(This post on gear, and others on the subject of bikes and running, is getting a wee bit out of date, but that’s okay. Since I started, I have, naturally, added a few bits to the armoury. The big one is the new Orbea bike to complement the steel frame racing bike. And I now use clippies (the cleated cycling shoe that clips into the pedals). Other bits and bobs will also come and go as they submit to the usual wear and tear; runners, swimming togs, goggles – that sort of thing. But I will leave the original post here, as it is the way I started out on this journey.)
Doing an Iron Man is one of life’s little luxuries. Whilst this may seem counter-intuitive, if you think about it, things can’t be too bad if you can take some time off to train for one during the week, are reasonably fit enough to take it on in the first place, and have a few spare quid lying around to pick up a few things you will need to get you over the line. That you can even then blog about it too means you also have a computer, or access to one, and an internet connection. So, yeah. Overall, an Iron Man is something of a luxury. And yes, I am sure at some point over the next year I will have cause to regret that last statement.
Anyway, I am going to try and do my own Iron Man on a budget. Not to prove a point or anything. Just in case the Revenue are reading this. I promised them I was broke.
The first event is of course the swim. For this you will need some form of wetsuit you can swim in. If you are already way past this point, then this page is not for you. For the budget-conscious Iron Man wannabe, then your first port of call will be online ads. Here in Ireland, all triathlon events require a wetsuit. Water temperatures here can be quite ‘parky’. Not for us the luxury of a pair of budgie-smugglers and luke-warm water. Here we are made of sterner stuff. Well, some of us are anyway. Tom Crean, Arctic Explorer was from Kerry. They sure are tough down there. I’d say Tom did an Iron Man each morning before breakfast.
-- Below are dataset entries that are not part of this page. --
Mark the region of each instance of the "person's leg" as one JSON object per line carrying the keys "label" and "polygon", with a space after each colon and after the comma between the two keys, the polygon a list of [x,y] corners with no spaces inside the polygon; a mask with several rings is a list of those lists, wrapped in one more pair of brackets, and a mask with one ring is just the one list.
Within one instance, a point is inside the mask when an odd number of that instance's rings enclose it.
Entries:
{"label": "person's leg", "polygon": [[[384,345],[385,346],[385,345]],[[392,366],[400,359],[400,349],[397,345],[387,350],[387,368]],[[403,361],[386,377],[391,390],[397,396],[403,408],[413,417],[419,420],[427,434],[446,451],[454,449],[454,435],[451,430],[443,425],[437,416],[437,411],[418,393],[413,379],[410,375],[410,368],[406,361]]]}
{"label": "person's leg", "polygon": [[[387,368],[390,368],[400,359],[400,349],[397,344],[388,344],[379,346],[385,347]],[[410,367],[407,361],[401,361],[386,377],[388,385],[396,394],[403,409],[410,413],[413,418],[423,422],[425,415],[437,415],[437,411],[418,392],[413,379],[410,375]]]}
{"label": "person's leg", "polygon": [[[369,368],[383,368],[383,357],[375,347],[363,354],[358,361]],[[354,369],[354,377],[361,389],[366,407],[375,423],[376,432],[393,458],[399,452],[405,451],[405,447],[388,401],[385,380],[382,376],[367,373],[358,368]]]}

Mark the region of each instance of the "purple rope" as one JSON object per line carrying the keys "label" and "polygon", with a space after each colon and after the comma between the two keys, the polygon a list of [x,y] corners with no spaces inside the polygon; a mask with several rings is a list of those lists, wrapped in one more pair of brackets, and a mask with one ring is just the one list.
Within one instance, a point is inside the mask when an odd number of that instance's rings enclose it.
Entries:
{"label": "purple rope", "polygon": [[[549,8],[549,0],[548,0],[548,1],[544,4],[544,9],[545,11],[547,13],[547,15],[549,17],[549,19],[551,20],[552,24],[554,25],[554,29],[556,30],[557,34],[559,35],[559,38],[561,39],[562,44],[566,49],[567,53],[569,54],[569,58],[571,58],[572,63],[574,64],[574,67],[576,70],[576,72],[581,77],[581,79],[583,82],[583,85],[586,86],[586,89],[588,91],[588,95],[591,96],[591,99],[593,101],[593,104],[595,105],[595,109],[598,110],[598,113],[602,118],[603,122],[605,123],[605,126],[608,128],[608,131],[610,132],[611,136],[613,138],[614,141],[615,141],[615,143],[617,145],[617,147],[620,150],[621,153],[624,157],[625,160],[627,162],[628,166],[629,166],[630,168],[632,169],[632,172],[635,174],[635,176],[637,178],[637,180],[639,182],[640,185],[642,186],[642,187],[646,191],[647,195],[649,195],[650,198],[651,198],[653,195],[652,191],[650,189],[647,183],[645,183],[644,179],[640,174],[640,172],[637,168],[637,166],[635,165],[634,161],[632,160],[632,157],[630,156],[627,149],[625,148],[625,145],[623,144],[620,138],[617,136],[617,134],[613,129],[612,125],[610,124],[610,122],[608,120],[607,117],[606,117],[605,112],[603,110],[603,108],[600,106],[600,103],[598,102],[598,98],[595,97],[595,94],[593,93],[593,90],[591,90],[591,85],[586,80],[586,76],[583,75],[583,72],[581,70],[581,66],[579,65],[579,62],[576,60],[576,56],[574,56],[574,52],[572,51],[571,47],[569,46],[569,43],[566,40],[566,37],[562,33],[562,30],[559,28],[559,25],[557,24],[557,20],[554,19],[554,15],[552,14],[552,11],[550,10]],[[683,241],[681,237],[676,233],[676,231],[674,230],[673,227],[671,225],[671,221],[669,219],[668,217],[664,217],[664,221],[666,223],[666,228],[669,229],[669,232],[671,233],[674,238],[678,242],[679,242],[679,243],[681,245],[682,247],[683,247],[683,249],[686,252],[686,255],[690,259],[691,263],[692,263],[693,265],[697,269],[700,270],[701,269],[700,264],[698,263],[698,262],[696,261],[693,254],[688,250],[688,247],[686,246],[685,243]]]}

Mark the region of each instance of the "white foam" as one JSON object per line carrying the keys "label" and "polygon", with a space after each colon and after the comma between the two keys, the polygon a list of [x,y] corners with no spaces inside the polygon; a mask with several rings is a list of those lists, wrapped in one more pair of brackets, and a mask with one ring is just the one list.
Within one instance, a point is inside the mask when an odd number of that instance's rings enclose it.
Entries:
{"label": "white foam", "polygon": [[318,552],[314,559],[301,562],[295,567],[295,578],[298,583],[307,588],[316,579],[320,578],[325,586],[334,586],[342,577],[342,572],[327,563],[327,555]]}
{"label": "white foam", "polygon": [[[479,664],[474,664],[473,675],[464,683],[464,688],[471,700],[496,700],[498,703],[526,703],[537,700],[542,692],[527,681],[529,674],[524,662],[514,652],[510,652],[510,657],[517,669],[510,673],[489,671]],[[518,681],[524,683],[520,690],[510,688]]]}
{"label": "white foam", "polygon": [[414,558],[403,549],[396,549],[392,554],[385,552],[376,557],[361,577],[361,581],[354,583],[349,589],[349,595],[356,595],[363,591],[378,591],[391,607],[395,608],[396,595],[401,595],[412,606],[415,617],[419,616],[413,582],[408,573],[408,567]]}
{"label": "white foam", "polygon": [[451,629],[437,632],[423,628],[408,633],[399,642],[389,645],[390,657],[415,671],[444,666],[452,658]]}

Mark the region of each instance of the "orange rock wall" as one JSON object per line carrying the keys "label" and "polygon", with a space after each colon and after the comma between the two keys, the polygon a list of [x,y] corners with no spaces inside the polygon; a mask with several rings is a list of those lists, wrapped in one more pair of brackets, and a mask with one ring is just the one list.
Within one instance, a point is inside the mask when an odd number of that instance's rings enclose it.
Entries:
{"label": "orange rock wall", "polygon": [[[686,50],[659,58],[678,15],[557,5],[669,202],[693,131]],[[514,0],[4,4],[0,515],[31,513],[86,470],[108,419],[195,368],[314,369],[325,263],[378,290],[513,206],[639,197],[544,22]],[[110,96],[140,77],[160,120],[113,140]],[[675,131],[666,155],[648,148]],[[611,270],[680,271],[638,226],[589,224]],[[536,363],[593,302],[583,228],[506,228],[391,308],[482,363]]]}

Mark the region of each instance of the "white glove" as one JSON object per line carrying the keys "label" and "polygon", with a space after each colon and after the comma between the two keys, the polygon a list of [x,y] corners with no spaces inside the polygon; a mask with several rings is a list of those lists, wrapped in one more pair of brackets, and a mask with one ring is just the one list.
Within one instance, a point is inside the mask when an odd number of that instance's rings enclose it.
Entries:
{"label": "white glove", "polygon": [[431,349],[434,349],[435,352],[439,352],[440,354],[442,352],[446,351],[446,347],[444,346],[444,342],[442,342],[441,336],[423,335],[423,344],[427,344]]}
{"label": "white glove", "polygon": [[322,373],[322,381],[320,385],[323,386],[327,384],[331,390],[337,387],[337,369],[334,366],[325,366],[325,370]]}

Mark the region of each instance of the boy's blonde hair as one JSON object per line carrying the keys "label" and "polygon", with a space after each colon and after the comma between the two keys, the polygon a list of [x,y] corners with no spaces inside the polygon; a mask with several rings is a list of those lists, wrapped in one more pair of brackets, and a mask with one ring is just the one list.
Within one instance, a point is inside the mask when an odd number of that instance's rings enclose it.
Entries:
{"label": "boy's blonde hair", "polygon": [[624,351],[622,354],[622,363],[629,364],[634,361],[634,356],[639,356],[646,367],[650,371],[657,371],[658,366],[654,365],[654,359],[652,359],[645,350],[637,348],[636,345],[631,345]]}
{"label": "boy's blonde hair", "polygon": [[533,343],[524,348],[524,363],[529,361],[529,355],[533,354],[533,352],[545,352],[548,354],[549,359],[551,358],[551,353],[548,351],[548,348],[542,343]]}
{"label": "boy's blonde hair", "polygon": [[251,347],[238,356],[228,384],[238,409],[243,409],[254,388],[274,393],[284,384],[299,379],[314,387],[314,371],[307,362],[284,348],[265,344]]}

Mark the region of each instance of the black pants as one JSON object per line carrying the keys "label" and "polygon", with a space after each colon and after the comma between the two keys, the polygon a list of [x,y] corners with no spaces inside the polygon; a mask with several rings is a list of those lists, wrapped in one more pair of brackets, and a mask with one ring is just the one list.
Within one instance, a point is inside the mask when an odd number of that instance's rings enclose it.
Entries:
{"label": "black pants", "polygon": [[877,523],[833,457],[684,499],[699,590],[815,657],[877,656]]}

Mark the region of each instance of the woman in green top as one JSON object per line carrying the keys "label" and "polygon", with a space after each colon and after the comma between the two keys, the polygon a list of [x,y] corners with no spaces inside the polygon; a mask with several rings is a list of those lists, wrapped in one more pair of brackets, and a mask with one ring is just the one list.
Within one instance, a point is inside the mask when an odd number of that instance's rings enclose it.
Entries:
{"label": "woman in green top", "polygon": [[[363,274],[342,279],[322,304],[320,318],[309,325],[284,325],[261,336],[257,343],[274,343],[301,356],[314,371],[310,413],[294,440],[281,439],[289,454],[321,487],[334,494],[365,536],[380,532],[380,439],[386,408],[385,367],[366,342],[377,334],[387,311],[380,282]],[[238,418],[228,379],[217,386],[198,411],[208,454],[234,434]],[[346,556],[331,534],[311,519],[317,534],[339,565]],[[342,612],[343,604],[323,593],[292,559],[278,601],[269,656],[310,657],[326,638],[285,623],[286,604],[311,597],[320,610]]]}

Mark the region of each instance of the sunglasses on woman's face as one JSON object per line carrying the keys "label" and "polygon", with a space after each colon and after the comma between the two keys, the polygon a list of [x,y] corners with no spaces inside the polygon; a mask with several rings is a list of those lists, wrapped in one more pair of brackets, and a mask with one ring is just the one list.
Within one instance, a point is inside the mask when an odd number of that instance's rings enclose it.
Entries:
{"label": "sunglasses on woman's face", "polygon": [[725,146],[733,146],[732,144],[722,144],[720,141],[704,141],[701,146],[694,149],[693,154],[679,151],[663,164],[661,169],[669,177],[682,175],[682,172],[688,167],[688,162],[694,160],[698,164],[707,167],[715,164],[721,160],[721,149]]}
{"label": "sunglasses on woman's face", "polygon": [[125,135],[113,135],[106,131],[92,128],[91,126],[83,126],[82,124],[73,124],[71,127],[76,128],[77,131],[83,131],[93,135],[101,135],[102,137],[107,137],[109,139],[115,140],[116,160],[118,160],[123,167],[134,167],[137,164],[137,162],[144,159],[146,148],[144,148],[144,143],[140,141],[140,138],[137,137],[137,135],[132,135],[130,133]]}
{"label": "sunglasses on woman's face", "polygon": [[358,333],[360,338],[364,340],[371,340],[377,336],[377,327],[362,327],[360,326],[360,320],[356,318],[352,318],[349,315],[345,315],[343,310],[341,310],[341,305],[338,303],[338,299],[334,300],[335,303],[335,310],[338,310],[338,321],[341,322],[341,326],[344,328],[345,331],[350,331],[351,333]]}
Once I had worked out that my shortie suit (all 15 quid from Lidl) was trying to kill me on longer swims, I decided to really push the boat out and get a proper ‘swimming’ wetsuit. I was lucky to score a good Speedo suit from a decent gent on Adverts.ie, probably the best place to shop online for second-hand stuff. He was trading up and was good enough to let his old suit go at a very good price; 70 quid. It’s a good philosophy to have: use it, enjoy it, then move it on to another person who can do likewise.
I splashed out for my first Tri in Athy, and also bought a neoprene hat. That’s perhaps a luxury many triathletes dispense with. What convinced about the hat was a trial swim in the Milltown Feeder canal last year, before the Athy event. The water in the feeder is spring-fed from the Curragh Aquifer. It’s cold. Bitterly so. I have swam in canals before, in my pelt, but this was quite a shock to the system, and when you get that open water cold shock, your breathing goes out of whack, and that can spell the end of your swim (and race) before you’ve even got going. So rather than risk that, I chickened out and bought the neoprene swim hat. Good investment, and recommended if you are planning on doing a lot of open water swimming, especially in the sea. Pricey enough for what they are – about 30 quid, though that’s for a new one.
You will also need a pair of swimming trunks and goggles. The goggles are vital so you can see where you are going, and the trunks even more so, in order not to get arrested and thrown out of your local pool. My trunks were a tenner in the local store, and seem to be breaking down badly with the chlorine. That’s my second pair in a year. But they are holding on manfully for now. The goggles are nothing special, but the main thing is that they don’t leak or leave me with dreadful panda-eyes. Pro swimmers all swear by certain brands, but I am not a pro, nor even a particularly good swimmer, so you are on your own on this one.